5. De Raad heeft ten aanzien van de aansprakelijkheid van gemeenten bij calamiteiten gesteld dat een bestuurlijke visie onontbeerlijk is bij de beantwoording van de vraag welke financiële gevolgen de gemeentelijke aansprakelijkheid hebben. De Raad zal bezien op welke wijze de Raad voor het openbaar bestuur hierbij kan worden betrokken.


6. Binnenkort zal een expertmeeting georganiseerd worden met betrekking op het onderwerp 'Vraagsturing en de financiële verhoudingen'. De Raad heeft een aantal data voorgelegd gekregen. Nadere informatie volgt binnenkort op deze site.

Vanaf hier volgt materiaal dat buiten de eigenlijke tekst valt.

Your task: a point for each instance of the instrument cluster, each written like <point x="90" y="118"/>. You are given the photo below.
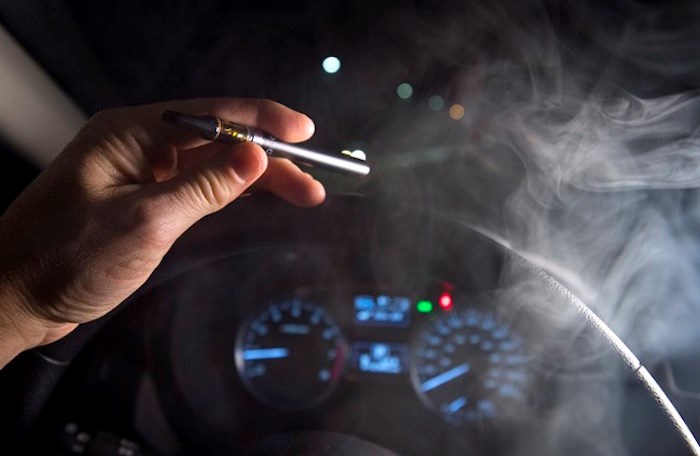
<point x="464" y="362"/>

7. De Raad heeft in zijn vergadering kennisgenomen van de brief van raadslid mevrouw J.M. van Bijsterveldt-Vliegenthart, waarin zij haar ontslag aanbiedt voor de Raad per 1 februari 2002.


8. De Raad verwelkomt de nieuwe medewerker mevrouw drs. Hilde van Dijk, die per 1 februari 2002 het secretariaat komt versterken.


9. Per 1 maart 2002 zal afscheid genomen van de heer drs. Wim van Zaalen in zijn functie als adviseur op het secretariaat. Hij zal echter de vergaderingen van de Raad blijven bijwonen als bijzonder adviseur. De opvolger van de heer Van Zaalen op het secretariaat is drs. G.Y. Batelaan (Bert), voormalig hoofd van de Inspectie Financiën Lokale en provinciale Overheden (IFLO) van het ministerie van BZK.


10. De volgende vergadering van de Raad is op donderdag 14 maart 2002.